Two of them live in a world of water.
The other two are desperate for the rains to come.
Flooding is causing Amina, 12, and Aasia, 10, in Bangladesh to go hungry.
In Somaliland, teenagers Nimah and Hibak struggle to eat because drought is killing livestock and harvests.
Despite living thousands of miles apart they are grappling with the same devastating impacts of extreme weather.
But young women living on the margins face risks that go beyond hunger.
A dozen steps from Aasia's hut lies a murky green-grey river that stretches as far as the eye can see.
It formed when salty water from the Bay of Bengal came flooding into her village, ruining crops and farm land.
Now the 10-year-old goes into that river every day, dragging a heavy net to catch fish.
It's tiring work and Aasia's young body feels the strain.
"Sometimes my arms get sore," she said. "When that happens I tie the rope around my waist and then I pull the net. When my waist starts to hurt I swap back to pulling with my arms. Sometimes I wake up and I don't want to do this work."
Like thousands of Bangladeshis, Aasia's parents have lost their land and livelihoods to floods. As sea levels rise, exacerbated by climate change, the problem is set to worsen.
"When the water rises the trees and plants go rotten and die," said Aasia. "We can't plant any trees. There are no trees or plants around our home."
Scientists estimate that the production of staple foods could drop steeply by 2050 because of soil salinity.
Amina's hut has been destroyed four times by storms and floods.
Her brother died during a cyclone in 2007.
Now extreme weather could claim her childhood as well.
Amina, who also goes fishing to feed her family, has overheard her parents talking about arranging marriages for their daughters.
"My parents are worried," said the 12-year-old. "Sometimes they say if they could marry me or one of my sisters off it would be a relief for them."
But the prospect of marriage is deeply troubling for Amina, who has two sisters. She told me of her ambition: it's to finish school and get a job in Bangladesh's new industries.
"I don't want to marry young," she said. "I want to study, grow big and then I want to marry."
Bangladesh has one of the world's highest rates of child marriage, according to the United Nations.
Laily Begum, 39, an elected councillor in southern Bangladesh campaigns against child marriage. The mother-of-three is also part of an ActionAid funded women's group. She said climate change is placing a huge financial strain on already poor families.

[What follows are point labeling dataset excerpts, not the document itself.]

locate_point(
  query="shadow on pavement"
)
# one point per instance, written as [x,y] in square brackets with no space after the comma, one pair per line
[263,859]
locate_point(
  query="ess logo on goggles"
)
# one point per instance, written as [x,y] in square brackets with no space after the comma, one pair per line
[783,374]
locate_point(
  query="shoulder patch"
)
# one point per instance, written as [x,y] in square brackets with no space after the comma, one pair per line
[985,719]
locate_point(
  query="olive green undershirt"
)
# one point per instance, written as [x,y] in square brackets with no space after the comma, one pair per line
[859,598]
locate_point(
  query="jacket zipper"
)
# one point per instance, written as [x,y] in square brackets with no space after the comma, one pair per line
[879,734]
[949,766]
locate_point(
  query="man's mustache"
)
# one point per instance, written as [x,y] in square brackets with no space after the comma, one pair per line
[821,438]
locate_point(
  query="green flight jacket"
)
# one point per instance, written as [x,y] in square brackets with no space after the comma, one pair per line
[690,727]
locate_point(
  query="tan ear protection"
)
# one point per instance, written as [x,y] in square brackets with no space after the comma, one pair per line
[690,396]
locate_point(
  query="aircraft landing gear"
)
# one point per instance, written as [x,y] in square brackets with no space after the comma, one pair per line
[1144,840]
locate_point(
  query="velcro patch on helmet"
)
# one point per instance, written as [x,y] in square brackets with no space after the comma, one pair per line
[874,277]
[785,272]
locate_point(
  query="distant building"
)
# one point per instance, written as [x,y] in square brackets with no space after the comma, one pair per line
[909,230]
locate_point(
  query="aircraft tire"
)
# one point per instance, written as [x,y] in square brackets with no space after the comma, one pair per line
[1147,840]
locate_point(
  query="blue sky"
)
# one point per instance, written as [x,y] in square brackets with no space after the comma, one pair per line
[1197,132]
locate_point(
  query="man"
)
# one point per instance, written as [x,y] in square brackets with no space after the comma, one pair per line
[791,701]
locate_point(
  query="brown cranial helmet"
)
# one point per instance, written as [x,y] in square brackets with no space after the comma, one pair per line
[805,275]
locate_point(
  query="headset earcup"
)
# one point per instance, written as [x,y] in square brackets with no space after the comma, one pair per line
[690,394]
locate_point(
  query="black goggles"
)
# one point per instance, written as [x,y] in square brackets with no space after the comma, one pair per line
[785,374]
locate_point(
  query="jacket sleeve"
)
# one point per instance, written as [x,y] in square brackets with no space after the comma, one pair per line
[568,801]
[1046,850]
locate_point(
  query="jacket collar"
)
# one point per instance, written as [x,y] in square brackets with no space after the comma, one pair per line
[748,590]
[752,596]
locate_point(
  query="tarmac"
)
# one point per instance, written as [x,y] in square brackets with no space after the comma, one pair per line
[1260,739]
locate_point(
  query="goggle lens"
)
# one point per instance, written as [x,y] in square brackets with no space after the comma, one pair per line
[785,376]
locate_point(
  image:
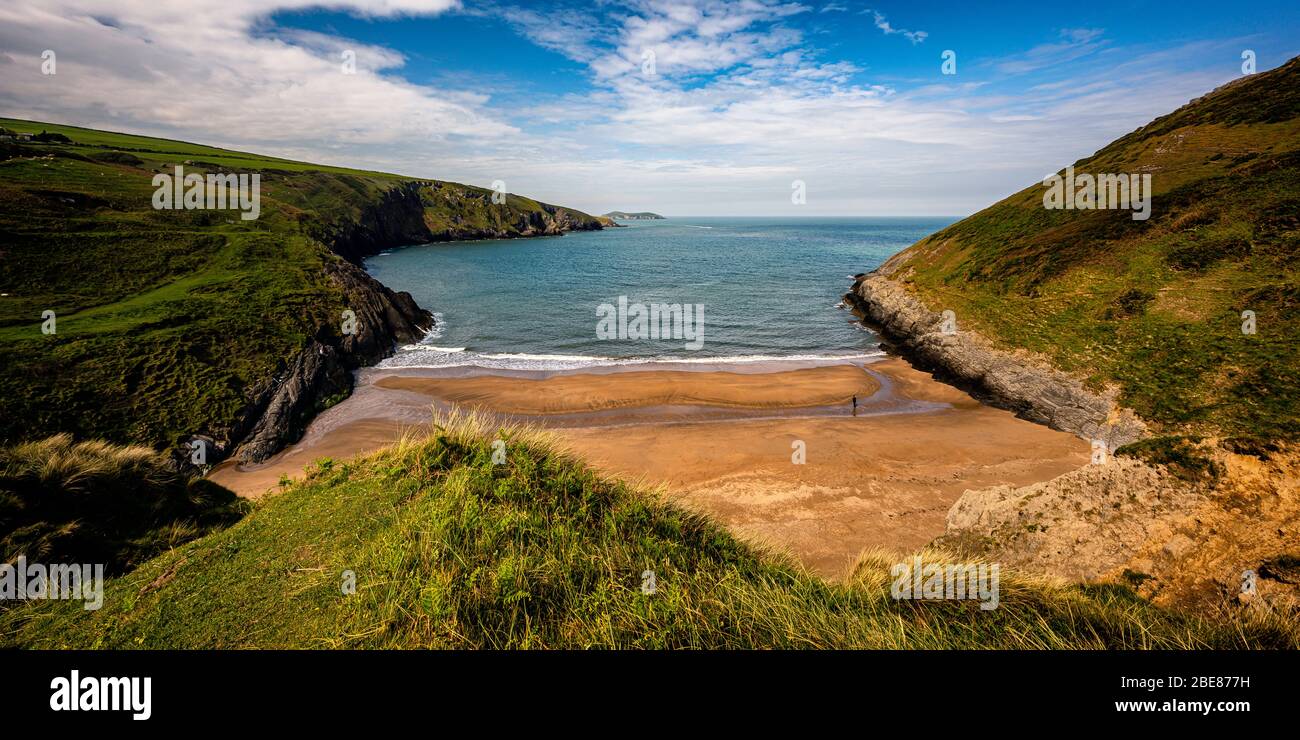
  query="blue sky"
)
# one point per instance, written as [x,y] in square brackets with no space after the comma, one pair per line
[557,99]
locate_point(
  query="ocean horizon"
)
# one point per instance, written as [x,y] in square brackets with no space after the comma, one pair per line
[768,289]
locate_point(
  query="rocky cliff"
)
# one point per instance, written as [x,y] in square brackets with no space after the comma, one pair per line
[1010,380]
[419,212]
[321,372]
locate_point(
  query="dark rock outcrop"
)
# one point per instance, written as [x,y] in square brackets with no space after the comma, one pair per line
[407,213]
[399,217]
[1015,381]
[323,371]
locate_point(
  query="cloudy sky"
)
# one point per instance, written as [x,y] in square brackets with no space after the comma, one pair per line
[688,108]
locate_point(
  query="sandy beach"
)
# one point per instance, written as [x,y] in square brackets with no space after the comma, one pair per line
[726,441]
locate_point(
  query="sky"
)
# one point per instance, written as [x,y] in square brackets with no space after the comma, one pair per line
[685,108]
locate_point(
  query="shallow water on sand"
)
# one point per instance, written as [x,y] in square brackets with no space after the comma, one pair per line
[768,288]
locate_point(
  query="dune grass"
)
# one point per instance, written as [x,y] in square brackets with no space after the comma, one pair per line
[447,549]
[1155,308]
[95,502]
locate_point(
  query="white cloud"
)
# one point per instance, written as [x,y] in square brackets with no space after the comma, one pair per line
[740,104]
[883,24]
[213,72]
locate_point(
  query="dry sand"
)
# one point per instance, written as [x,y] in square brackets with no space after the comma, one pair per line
[723,442]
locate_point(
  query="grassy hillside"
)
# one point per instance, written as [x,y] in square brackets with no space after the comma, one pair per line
[169,320]
[1155,307]
[450,550]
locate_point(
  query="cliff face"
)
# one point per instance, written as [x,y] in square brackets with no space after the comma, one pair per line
[193,324]
[1012,380]
[410,212]
[323,371]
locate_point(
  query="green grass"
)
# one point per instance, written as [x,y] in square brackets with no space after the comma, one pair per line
[450,550]
[1155,307]
[169,321]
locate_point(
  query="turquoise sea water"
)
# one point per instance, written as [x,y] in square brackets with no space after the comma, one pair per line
[768,289]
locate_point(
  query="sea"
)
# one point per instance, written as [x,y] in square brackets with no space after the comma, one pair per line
[758,290]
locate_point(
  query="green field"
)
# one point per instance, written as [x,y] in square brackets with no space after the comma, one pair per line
[167,320]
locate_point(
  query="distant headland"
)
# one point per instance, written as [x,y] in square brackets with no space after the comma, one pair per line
[625,216]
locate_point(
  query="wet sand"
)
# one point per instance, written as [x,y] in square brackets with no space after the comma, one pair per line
[724,441]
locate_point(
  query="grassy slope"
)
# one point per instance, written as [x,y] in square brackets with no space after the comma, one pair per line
[1155,307]
[450,550]
[167,317]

"We can't grow anything. Children can't go to class. When this happens parents start to see their children as burdens," said Laily. "They think, 'If I can marry one of the daughters off it will be good.'"
Dropping out of school
A severe drought is sweeping across the Horn of Africa and affecting states such as Somaliland.
More than two years of failed rains have caused harvests to fail and livestock to die.

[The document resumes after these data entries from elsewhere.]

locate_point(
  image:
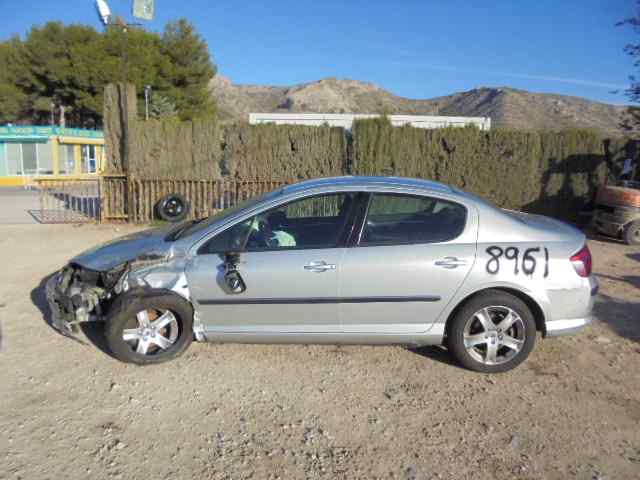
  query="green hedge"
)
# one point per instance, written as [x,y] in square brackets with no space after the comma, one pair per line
[554,173]
[290,152]
[546,172]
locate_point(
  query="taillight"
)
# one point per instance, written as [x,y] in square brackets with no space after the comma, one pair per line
[582,262]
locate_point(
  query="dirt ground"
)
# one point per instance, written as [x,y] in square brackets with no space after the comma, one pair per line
[68,410]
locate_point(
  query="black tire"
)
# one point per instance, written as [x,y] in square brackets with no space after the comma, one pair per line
[172,208]
[123,315]
[631,233]
[497,300]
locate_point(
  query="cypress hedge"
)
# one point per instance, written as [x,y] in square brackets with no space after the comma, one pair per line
[549,172]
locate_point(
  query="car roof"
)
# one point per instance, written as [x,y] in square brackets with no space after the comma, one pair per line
[368,182]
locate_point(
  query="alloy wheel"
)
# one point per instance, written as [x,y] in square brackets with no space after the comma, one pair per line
[494,335]
[153,331]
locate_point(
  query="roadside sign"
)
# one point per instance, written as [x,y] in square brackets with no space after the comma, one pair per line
[143,9]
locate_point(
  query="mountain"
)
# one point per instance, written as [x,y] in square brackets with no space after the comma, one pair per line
[507,107]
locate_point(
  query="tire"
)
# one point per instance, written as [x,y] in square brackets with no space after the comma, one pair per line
[172,208]
[511,346]
[167,334]
[631,233]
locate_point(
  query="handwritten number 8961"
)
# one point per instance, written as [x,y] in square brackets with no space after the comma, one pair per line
[528,263]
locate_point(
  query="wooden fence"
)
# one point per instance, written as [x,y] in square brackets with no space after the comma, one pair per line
[68,200]
[122,198]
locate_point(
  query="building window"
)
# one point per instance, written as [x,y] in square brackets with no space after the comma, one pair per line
[14,159]
[45,159]
[66,159]
[88,159]
[29,159]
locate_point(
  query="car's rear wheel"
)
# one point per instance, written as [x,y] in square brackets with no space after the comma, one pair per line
[493,332]
[146,328]
[631,233]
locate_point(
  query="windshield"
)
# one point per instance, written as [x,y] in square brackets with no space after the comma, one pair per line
[202,224]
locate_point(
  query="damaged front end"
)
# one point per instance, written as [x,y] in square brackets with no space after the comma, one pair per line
[76,295]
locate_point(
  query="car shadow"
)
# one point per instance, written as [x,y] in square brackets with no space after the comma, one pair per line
[633,280]
[634,256]
[93,331]
[620,314]
[435,352]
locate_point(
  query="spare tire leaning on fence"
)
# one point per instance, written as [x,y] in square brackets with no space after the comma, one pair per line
[172,208]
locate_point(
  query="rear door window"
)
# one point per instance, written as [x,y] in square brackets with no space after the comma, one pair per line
[404,219]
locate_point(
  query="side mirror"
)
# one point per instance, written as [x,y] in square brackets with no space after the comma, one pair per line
[232,277]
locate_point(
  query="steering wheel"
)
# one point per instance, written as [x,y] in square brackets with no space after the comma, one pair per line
[265,230]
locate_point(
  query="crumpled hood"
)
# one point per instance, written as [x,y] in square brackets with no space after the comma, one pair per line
[116,252]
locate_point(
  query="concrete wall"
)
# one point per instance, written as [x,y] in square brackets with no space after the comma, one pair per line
[345,120]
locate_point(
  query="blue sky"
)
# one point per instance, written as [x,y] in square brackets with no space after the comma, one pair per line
[417,49]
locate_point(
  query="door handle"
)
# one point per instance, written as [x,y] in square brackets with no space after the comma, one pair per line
[450,262]
[320,266]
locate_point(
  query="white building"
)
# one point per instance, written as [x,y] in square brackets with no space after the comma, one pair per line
[345,120]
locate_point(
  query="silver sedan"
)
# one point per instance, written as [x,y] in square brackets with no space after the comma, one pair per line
[357,260]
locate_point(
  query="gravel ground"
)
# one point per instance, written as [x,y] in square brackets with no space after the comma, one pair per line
[68,410]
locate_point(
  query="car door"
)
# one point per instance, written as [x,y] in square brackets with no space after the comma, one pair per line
[410,256]
[290,260]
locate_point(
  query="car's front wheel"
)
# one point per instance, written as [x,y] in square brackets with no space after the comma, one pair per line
[146,327]
[493,332]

It has also forced Hibak, 18, to drop out of school.
As conditions intensified the teenager stopped going to school because her family needs her to walk further and further afield to find water for their cattle.
"I used to go to school, but not now," Hibak told me. "Because of the drought, I have to take the livestock to a far place. So I haven't got time to go to school."
Although Hibak knows that education is important, survival right now is dependent on keeping the family's livestock alive.
"I would like to go back to school because you are learning and gaining knowledge," said Hibak who wants to be a teacher. "But I won't be able to go back if the drought continues."
The United Nations has warned of an alarming malnutrition situation in the drought affected region. More than 300,000 children are already acutely malnourished. That figure could rise as the El-Nino driven drought drags on.
Fighting over food and land
Nimah walks for two hours to fetch water for her family because the wells near her home have dried up.
On those long journeys she has noticed neighbours arguing over grazing land.
This is something new to her because villagers are usually happy to share what they have.
"There is not enough grass here and I've seen neighbours arguing if someone else's livestock tries to eat their grass," said the 15-year-old.
"If the drought continues there may be fights over grass and animals."
Nimah's family has lost 25 of their 35 sheep to the drought. If the remaining sheep are lost it could tip the family into destitution. Without livestock they will have nothing to eat or trade with.
This prospect makes Nimah fear for her younger siblings.
"I worry about my brothers and sisters if we run out of food," said Nimah, who has five siblings, the youngest of whom is aged eight. "The young children may die too, if there is nothing to eat."
The teenager has heard of children dying from malnutrition in the Guban plateau, which is several miles east of her village.
Last month, 12 malnutrition related deaths were reported in the Adwal region in western Somaliland.
More can be done to help end hunger and ensure that girls have a better future. It's time to act to make a difference for girls in Somaliland and Bangladesh.